José María Martin Patino, el jesuita de hierro
Este lunes habría cumplido 90 años de vida, 72 de jesuita y 54 de sacerdote. Seguro que, con su socarronería salmantina, será de las primeras cosas que le diga a San Pedro en las puertas del cielo, donde le estará esperando su “gran amigo” y confidente el cardenal de la Transición.
Tarancón y Patino formaron un tandem providencial, para conducir las aguas turbulentas de las relaciones de la Iglesia con un franquismo desfalleciente, que veía en la Iglesia, liderada por estos dos eclesiásticos, su mayor opositora, la aliada de las libertades, de la mano del nuevo espíritu del Concilio Vaticano II.
Y no se equivocaba el Caudillo. Fiel al Concilio y bien aconsejado por la mente privilegiada de Marín Patino, Tarancón sacó a la Iglesia de la arena partidista y la colocó por encima de la arena política, como instancia de autoridad moral, que luchaba por las libertades y por la democracia, pero también, y sobre todo, por la reconciliación entre las “dos Españas”.
Porque Martín Patino fue un “tendedor de puentes”, un enamorado de la reconciliación y de volver a tejer el paño destrozado de las entretelas españolas. Una llamada que sintió siendo todavía joven jesuita, estudiante de teología en la ciudad alemana de Ulm. Y que él mismo cuenta así: “Fue un ramalazo que me dejó marcado para toda la vida (…), una llamada clara a tomar en serio la división entre vencedores y vencidos que pervive en la conciencia colectiva de los españoles. Entendí que debería ayudar, con todas mis fuerzas, a superar la memoria de la guerra civil y a reconocer los errores cometidos por ambos bandos”.
Y a esa tarea dedicó toda su vida. Con enorme éxito. Primero en la época convulsa de los curas multados por las homilías, de la cárcel concordataria de Zamora o de la Asamblea Conjunta obispos-sacerdotes. Después, como provicario (cargo de máxima confianza) del cardenal de Madrid durante más de 11 años. De hecho, decían que Patino gobernaba la diócesis, mientras el cardenal se ocupaba a fondo de la naciente Conferencia episcopal española, donde seguía teniendo la resistencia y la oposición del sector más conservador del episcopado, encabezado por el cardenal González Martín o por el obispo de Cuenca, monseñor Guerra Campos.

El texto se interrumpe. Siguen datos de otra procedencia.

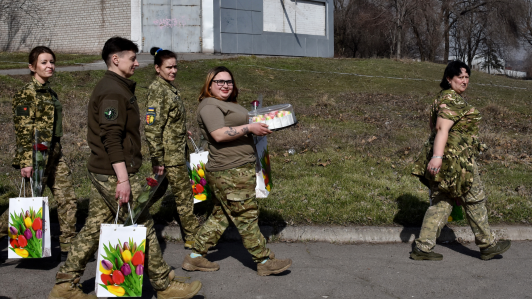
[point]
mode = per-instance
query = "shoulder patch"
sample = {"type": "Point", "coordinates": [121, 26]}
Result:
{"type": "Point", "coordinates": [23, 110]}
{"type": "Point", "coordinates": [150, 116]}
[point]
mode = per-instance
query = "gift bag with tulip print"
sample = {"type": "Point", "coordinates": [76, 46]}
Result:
{"type": "Point", "coordinates": [121, 252]}
{"type": "Point", "coordinates": [196, 172]}
{"type": "Point", "coordinates": [262, 167]}
{"type": "Point", "coordinates": [29, 228]}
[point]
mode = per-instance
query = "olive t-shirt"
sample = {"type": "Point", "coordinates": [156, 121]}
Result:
{"type": "Point", "coordinates": [214, 114]}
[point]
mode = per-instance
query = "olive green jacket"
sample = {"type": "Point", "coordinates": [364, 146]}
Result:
{"type": "Point", "coordinates": [33, 110]}
{"type": "Point", "coordinates": [165, 129]}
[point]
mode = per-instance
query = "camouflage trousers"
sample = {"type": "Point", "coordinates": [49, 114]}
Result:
{"type": "Point", "coordinates": [180, 183]}
{"type": "Point", "coordinates": [474, 204]}
{"type": "Point", "coordinates": [102, 209]}
{"type": "Point", "coordinates": [235, 202]}
{"type": "Point", "coordinates": [58, 178]}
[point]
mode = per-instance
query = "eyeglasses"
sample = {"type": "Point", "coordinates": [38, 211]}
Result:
{"type": "Point", "coordinates": [223, 82]}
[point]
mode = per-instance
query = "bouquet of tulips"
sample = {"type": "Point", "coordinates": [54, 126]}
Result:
{"type": "Point", "coordinates": [199, 184]}
{"type": "Point", "coordinates": [122, 268]}
{"type": "Point", "coordinates": [25, 233]}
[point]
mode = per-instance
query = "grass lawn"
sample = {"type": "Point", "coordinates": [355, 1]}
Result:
{"type": "Point", "coordinates": [355, 142]}
{"type": "Point", "coordinates": [19, 60]}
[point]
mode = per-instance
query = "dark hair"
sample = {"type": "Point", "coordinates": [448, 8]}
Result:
{"type": "Point", "coordinates": [160, 55]}
{"type": "Point", "coordinates": [115, 45]}
{"type": "Point", "coordinates": [453, 69]}
{"type": "Point", "coordinates": [34, 55]}
{"type": "Point", "coordinates": [206, 92]}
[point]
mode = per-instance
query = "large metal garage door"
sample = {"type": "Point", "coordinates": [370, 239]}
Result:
{"type": "Point", "coordinates": [172, 24]}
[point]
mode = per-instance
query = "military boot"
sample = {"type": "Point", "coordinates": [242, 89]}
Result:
{"type": "Point", "coordinates": [499, 248]}
{"type": "Point", "coordinates": [68, 291]}
{"type": "Point", "coordinates": [419, 255]}
{"type": "Point", "coordinates": [180, 290]}
{"type": "Point", "coordinates": [273, 266]}
{"type": "Point", "coordinates": [199, 264]}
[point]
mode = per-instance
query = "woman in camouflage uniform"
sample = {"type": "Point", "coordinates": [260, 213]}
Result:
{"type": "Point", "coordinates": [231, 173]}
{"type": "Point", "coordinates": [447, 165]}
{"type": "Point", "coordinates": [166, 134]}
{"type": "Point", "coordinates": [36, 108]}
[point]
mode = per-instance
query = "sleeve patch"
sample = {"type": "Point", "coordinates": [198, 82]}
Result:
{"type": "Point", "coordinates": [23, 111]}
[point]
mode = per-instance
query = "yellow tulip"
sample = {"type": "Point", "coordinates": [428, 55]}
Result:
{"type": "Point", "coordinates": [116, 290]}
{"type": "Point", "coordinates": [201, 173]}
{"type": "Point", "coordinates": [102, 270]}
{"type": "Point", "coordinates": [28, 222]}
{"type": "Point", "coordinates": [200, 197]}
{"type": "Point", "coordinates": [22, 252]}
{"type": "Point", "coordinates": [126, 256]}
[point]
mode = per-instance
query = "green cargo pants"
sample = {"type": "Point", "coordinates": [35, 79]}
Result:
{"type": "Point", "coordinates": [235, 202]}
{"type": "Point", "coordinates": [102, 209]}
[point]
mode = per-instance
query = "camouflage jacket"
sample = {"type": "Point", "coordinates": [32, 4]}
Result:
{"type": "Point", "coordinates": [456, 174]}
{"type": "Point", "coordinates": [33, 109]}
{"type": "Point", "coordinates": [165, 127]}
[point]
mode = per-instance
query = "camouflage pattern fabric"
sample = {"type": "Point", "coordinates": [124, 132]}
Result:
{"type": "Point", "coordinates": [58, 178]}
{"type": "Point", "coordinates": [179, 181]}
{"type": "Point", "coordinates": [244, 212]}
{"type": "Point", "coordinates": [165, 126]}
{"type": "Point", "coordinates": [33, 109]}
{"type": "Point", "coordinates": [102, 209]}
{"type": "Point", "coordinates": [456, 174]}
{"type": "Point", "coordinates": [474, 204]}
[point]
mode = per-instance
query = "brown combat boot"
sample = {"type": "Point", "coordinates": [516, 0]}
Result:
{"type": "Point", "coordinates": [180, 290]}
{"type": "Point", "coordinates": [68, 291]}
{"type": "Point", "coordinates": [273, 266]}
{"type": "Point", "coordinates": [199, 264]}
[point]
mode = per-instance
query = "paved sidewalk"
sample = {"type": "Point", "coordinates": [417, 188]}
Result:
{"type": "Point", "coordinates": [319, 270]}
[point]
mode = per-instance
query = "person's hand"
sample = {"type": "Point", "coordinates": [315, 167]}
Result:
{"type": "Point", "coordinates": [26, 172]}
{"type": "Point", "coordinates": [123, 191]}
{"type": "Point", "coordinates": [158, 170]}
{"type": "Point", "coordinates": [259, 129]}
{"type": "Point", "coordinates": [434, 165]}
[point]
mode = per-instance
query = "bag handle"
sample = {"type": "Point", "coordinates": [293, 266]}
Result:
{"type": "Point", "coordinates": [118, 210]}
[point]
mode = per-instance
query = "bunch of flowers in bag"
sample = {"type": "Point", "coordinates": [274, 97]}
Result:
{"type": "Point", "coordinates": [25, 233]}
{"type": "Point", "coordinates": [122, 268]}
{"type": "Point", "coordinates": [199, 184]}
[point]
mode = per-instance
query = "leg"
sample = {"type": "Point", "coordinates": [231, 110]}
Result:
{"type": "Point", "coordinates": [179, 181]}
{"type": "Point", "coordinates": [60, 183]}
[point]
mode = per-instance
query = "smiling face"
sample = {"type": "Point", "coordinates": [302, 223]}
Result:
{"type": "Point", "coordinates": [167, 70]}
{"type": "Point", "coordinates": [44, 67]}
{"type": "Point", "coordinates": [224, 91]}
{"type": "Point", "coordinates": [459, 83]}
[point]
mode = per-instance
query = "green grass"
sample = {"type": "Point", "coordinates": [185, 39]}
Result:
{"type": "Point", "coordinates": [355, 142]}
{"type": "Point", "coordinates": [19, 60]}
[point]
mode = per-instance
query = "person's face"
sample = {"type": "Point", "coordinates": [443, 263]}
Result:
{"type": "Point", "coordinates": [167, 70]}
{"type": "Point", "coordinates": [221, 89]}
{"type": "Point", "coordinates": [125, 62]}
{"type": "Point", "coordinates": [44, 68]}
{"type": "Point", "coordinates": [459, 83]}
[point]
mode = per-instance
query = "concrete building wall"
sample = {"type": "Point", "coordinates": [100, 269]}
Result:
{"type": "Point", "coordinates": [70, 26]}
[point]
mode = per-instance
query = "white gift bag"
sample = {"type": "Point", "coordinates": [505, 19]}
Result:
{"type": "Point", "coordinates": [121, 256]}
{"type": "Point", "coordinates": [29, 227]}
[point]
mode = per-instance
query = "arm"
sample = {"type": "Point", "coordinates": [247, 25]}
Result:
{"type": "Point", "coordinates": [442, 133]}
{"type": "Point", "coordinates": [227, 134]}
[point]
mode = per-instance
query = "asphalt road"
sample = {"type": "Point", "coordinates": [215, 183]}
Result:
{"type": "Point", "coordinates": [319, 270]}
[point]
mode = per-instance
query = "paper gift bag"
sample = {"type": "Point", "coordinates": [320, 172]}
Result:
{"type": "Point", "coordinates": [29, 227]}
{"type": "Point", "coordinates": [262, 167]}
{"type": "Point", "coordinates": [120, 267]}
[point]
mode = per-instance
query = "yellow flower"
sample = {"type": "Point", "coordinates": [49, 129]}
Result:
{"type": "Point", "coordinates": [201, 173]}
{"type": "Point", "coordinates": [126, 256]}
{"type": "Point", "coordinates": [21, 252]}
{"type": "Point", "coordinates": [28, 222]}
{"type": "Point", "coordinates": [116, 290]}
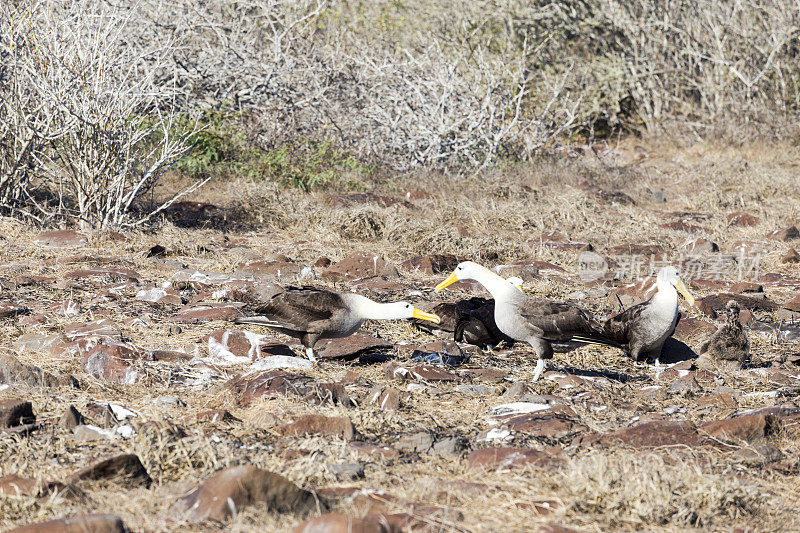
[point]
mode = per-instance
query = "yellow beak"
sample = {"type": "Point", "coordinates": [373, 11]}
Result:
{"type": "Point", "coordinates": [684, 292]}
{"type": "Point", "coordinates": [422, 315]}
{"type": "Point", "coordinates": [446, 283]}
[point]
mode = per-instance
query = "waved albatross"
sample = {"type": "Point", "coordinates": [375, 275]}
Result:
{"type": "Point", "coordinates": [643, 328]}
{"type": "Point", "coordinates": [310, 314]}
{"type": "Point", "coordinates": [526, 319]}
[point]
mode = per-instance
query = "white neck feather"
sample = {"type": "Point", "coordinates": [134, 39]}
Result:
{"type": "Point", "coordinates": [666, 297]}
{"type": "Point", "coordinates": [369, 309]}
{"type": "Point", "coordinates": [501, 289]}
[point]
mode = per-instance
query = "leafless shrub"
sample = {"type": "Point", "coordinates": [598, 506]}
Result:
{"type": "Point", "coordinates": [116, 127]}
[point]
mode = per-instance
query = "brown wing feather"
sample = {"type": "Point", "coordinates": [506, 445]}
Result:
{"type": "Point", "coordinates": [301, 309]}
{"type": "Point", "coordinates": [618, 327]}
{"type": "Point", "coordinates": [558, 321]}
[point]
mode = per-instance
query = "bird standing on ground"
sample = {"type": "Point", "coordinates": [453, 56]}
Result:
{"type": "Point", "coordinates": [537, 322]}
{"type": "Point", "coordinates": [311, 314]}
{"type": "Point", "coordinates": [730, 342]}
{"type": "Point", "coordinates": [643, 328]}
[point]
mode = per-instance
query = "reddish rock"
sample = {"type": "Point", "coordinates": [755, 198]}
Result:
{"type": "Point", "coordinates": [322, 262]}
{"type": "Point", "coordinates": [691, 327]}
{"type": "Point", "coordinates": [187, 213]}
{"type": "Point", "coordinates": [432, 373]}
{"type": "Point", "coordinates": [14, 485]}
{"type": "Point", "coordinates": [9, 309]}
{"type": "Point", "coordinates": [211, 415]}
{"type": "Point", "coordinates": [526, 272]}
{"type": "Point", "coordinates": [113, 274]}
{"type": "Point", "coordinates": [496, 458]}
{"type": "Point", "coordinates": [125, 469]}
{"type": "Point", "coordinates": [319, 425]}
{"type": "Point", "coordinates": [92, 523]}
{"type": "Point", "coordinates": [159, 296]}
{"type": "Point", "coordinates": [715, 303]}
{"type": "Point", "coordinates": [15, 413]}
{"type": "Point", "coordinates": [14, 372]}
{"type": "Point", "coordinates": [349, 347]}
{"type": "Point", "coordinates": [680, 225]}
{"type": "Point", "coordinates": [636, 249]}
{"type": "Point", "coordinates": [633, 293]}
{"type": "Point", "coordinates": [747, 428]}
{"type": "Point", "coordinates": [788, 233]}
{"type": "Point", "coordinates": [791, 256]}
{"type": "Point", "coordinates": [430, 264]}
{"type": "Point", "coordinates": [544, 425]}
{"type": "Point", "coordinates": [239, 487]}
{"type": "Point", "coordinates": [231, 342]}
{"type": "Point", "coordinates": [359, 265]}
{"type": "Point", "coordinates": [485, 375]}
{"type": "Point", "coordinates": [276, 270]}
{"type": "Point", "coordinates": [369, 450]}
{"type": "Point", "coordinates": [700, 245]}
{"type": "Point", "coordinates": [384, 398]}
{"type": "Point", "coordinates": [270, 383]}
{"type": "Point", "coordinates": [342, 523]}
{"type": "Point", "coordinates": [109, 359]}
{"type": "Point", "coordinates": [653, 434]}
{"type": "Point", "coordinates": [61, 238]}
{"type": "Point", "coordinates": [97, 328]}
{"type": "Point", "coordinates": [742, 219]}
{"type": "Point", "coordinates": [203, 312]}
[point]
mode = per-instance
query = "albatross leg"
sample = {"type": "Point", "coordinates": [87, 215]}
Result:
{"type": "Point", "coordinates": [310, 355]}
{"type": "Point", "coordinates": [538, 370]}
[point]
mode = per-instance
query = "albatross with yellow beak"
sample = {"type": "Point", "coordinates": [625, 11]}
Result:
{"type": "Point", "coordinates": [526, 319]}
{"type": "Point", "coordinates": [645, 327]}
{"type": "Point", "coordinates": [311, 314]}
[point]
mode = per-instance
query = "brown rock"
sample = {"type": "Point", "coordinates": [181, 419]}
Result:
{"type": "Point", "coordinates": [109, 359]}
{"type": "Point", "coordinates": [653, 434]}
{"type": "Point", "coordinates": [15, 413]}
{"type": "Point", "coordinates": [273, 270]}
{"type": "Point", "coordinates": [432, 373]}
{"type": "Point", "coordinates": [430, 264]}
{"type": "Point", "coordinates": [359, 265]}
{"type": "Point", "coordinates": [788, 233]}
{"type": "Point", "coordinates": [92, 523]}
{"type": "Point", "coordinates": [14, 485]}
{"type": "Point", "coordinates": [244, 344]}
{"type": "Point", "coordinates": [125, 469]}
{"type": "Point", "coordinates": [342, 523]}
{"type": "Point", "coordinates": [9, 309]}
{"type": "Point", "coordinates": [700, 245]}
{"type": "Point", "coordinates": [319, 425]}
{"type": "Point", "coordinates": [61, 238]}
{"type": "Point", "coordinates": [791, 256]}
{"type": "Point", "coordinates": [203, 312]}
{"type": "Point", "coordinates": [97, 328]}
{"type": "Point", "coordinates": [747, 428]}
{"type": "Point", "coordinates": [349, 347]}
{"type": "Point", "coordinates": [241, 486]}
{"type": "Point", "coordinates": [71, 418]}
{"type": "Point", "coordinates": [369, 450]}
{"type": "Point", "coordinates": [742, 219]}
{"type": "Point", "coordinates": [544, 425]}
{"type": "Point", "coordinates": [384, 398]}
{"type": "Point", "coordinates": [497, 458]}
{"type": "Point", "coordinates": [269, 383]}
{"type": "Point", "coordinates": [14, 372]}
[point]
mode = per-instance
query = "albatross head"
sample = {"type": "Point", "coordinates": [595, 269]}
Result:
{"type": "Point", "coordinates": [670, 277]}
{"type": "Point", "coordinates": [397, 310]}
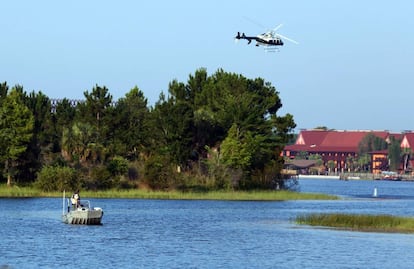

Martín Patino tenía dotes de mando y una inteligencia táctica y estratégica privilegiada. Fue listo desde niño, quizás por el influjo de sus padres, maestros de profesión. Nacido el 30 de marzo de 1925 en Lumbrales (Salamanca), entra en la Compañía de Jesús el 9 de septiembre de 1942. Es ordenado sacerdote el 31 de julio de 1957 en Frankfurt (Alemania). Hace los últimos votos en la Compañía el 15 de agosto de 1960, en Salamanca.
Estudia en Comillas, después en Salamanca, pasa por Alemania y se doctora en Teología en la Universidad Gregoriana de Roma. Un impresionante bagaje intelectual que puso por entero al servicio del cardenal Tarancón y de la Iglesia española.
Cuando Juan Pablo II acepta la renuncia de Tarancón, por haber cumplido los 75 años de edad, al cargo de arzobispo de Madrid, José María Martín Patino abandona también la curia de Madrid. Pero no para jubilarse, sino para seguir trabajando en su sueño reconciliador. Para eso, crea la Fundación Encuentro, foro de diálogo sobre los temas más candentes de la sociedad y de la Iglesia española.
De personalidad recia y carácter fuerte, nunca tuvo pelos en la lengua y fue de los pocos eclesiásticos que se atrevió a criticar públicamente al cardenal Rouco Varela, por haber roto la estrategia de Tarancón y haber bajado a la Iglesia de nuevo a la arena política.
Mantuvo su actividad hasta poco antes de morir, quizás porque nunca temió a la muerte, a la que describía con la clásica imagen del río que va a dar a la mar. “No pocas veces llego a recibir la brisa del mar inmenso como si estuviera ya cerca de la desembocadura del río de la vida. Quisiera morir en plena actividad y esto se lo pido al Señor como una gracia especial. La prueba de una enfermedad terminal larga me aterra. Será lo que Dios, que me ha demostrado su paternidad en todo momento, me ofrezca como purificación o como premio. Tengo la seguridad de que al otro lado de la muerte voy a recibir un inmenso abrazo del Padre y de tantos jesuitas y amigos de todas las tendencias culturales y políticas que aquí me han brindado generosamente su amistad. La idea de la muerte amiga me acompaña casi constantemente y mis colaboradores se extrañan de que la mencione con tanta frecuencia”.